Speeding fines based on income

Juliette Scott in her blog From Words to Deeds finds it odd that speeding fines in Finland are based on income.

But it isn’t so odd. In Germany too, and no doubt in other countries outside the UK, the amount of the fine varies between the rich and the poor. So you get a number of points, called Tagessätze, and what a point is worth depends on your income. It makes sense to me.

There used to be problems translating the word Tagessätze. It seemed poor grammar to call it daily rates. I now write daily units. This is because the term was used when the system was briefly introduced in the UK. The problem arises if you write in the papers the exact sum the rich person has to pay, rather than the number of units or the percentage of income used. I suppose that the average newspaper reader is not aware how much richer some people are than others.

This is all so long ago that I’ve forgotten the details. In fact I note that in 2021 and presumably 2022 too, the most egregious speeding fines were related to income. Speeding fines 2021.

Forensic linguistics in German criminal procedure

The latest edition of Language and Law/Linguagem e Direito is a special issue arising from a one day symposium looking at the way expert evidence is handled in different jurisdictions.

It contains an article by Sabine Ehrhardt of the Bundeskriminalamt looking at how forensic linguistic evidence and experts are handled in the German criminal court system. Forensic Linguistics in German law enforcement.

The main emphasis is on a case where forensic linguistics evidence was required to analyse text messages sent to the victim’s mother before and after the victim’s disappearance, answering the question: no body has been found, but did her husband kill her and fake the circumstances of her disappearance? The case was based on circumstantial evidence, of which the text messages were only part.

It was striking but perhaps not surprising that in the 200-page summary of the judgment, the judge seems to have completely misunderstood some of the expert’s arguments. The article queries whether German lawyers receive enough training in forensic linguistics.

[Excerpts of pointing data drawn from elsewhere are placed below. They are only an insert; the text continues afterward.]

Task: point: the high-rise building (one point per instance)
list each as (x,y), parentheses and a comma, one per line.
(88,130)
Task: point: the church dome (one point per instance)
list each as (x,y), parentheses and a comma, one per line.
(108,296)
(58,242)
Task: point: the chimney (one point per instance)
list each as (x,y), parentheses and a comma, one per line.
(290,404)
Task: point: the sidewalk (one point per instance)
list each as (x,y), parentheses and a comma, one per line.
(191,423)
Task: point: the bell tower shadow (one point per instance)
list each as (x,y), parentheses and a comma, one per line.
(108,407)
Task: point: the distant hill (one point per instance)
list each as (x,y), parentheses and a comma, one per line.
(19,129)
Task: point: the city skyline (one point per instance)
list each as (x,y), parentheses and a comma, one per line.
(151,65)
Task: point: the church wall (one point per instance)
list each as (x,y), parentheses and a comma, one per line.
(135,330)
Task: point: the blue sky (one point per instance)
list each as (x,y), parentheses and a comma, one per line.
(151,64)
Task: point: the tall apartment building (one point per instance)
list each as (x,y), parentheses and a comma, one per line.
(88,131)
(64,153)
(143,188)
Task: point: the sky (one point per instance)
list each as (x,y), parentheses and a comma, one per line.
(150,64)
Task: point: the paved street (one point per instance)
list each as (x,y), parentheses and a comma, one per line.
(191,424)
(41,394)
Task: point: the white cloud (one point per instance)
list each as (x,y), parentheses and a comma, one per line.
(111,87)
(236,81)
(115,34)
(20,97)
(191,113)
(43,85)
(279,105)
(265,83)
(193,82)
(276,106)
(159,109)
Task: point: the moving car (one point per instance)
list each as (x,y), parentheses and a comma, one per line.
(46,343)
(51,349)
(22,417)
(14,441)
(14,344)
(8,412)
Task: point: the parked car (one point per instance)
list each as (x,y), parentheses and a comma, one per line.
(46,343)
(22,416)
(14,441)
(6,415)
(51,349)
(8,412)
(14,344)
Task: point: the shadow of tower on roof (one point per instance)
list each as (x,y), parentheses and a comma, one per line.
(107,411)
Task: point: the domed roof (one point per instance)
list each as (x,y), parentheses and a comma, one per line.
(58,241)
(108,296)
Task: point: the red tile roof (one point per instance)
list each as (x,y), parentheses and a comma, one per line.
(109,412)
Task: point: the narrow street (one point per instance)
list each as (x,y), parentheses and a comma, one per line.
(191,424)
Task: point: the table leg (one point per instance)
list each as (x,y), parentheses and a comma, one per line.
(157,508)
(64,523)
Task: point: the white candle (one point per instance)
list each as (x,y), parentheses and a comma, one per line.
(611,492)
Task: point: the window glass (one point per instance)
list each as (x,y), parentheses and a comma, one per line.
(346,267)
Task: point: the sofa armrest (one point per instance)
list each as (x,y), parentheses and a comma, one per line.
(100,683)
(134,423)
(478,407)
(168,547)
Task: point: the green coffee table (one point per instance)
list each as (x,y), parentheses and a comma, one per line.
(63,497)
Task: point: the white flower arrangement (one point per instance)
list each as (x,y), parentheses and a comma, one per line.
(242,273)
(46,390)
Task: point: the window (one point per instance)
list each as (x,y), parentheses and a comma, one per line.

Incidentally, the English of the article was good, but I really dislike the translation of Nebenklägerin – taken straight from Dietl – as joint plaintiff. My suggestion is private co-prosecutor. This refers to the role of the victim’s mother. I know the German “Kläger(in)” is closer to plaintiff than prosecutor, but it seems odd in a criminal court. – Romain has additional private prosecutor, which is better, although it seems to suggest that there are multiple private prosecutors, unless you put commas in.

iDivorce

It’s only a few months before divorce law in England and Wales becomes more sensible. But currently, if you want a fairly quick divorce, the easiest way is to prove that your spouse’s behaviour is ‘unreasonable’, that is, not reasonably acceptable to you.

In times of iSmash, iBroken and so on, it’s not surprising that there is a firm called iDivorce. A judge has recently rapped them over the knuckles for having 28 clients with virtually identical wording with regard to the respondents’ behaviour.

Judge spots clowntown divorce factory using identical wording in 28 petitions (RollOnFriday):

IDivorces’ efficient but unlawful approach had resulted in declarations that were untrue, said The judge. “If I needed to give an example, it would be to say that it would be incredible if all twenty eight respondents ignored the twenty eight petitioners and declined to communicate with them on about two days per week”, he said.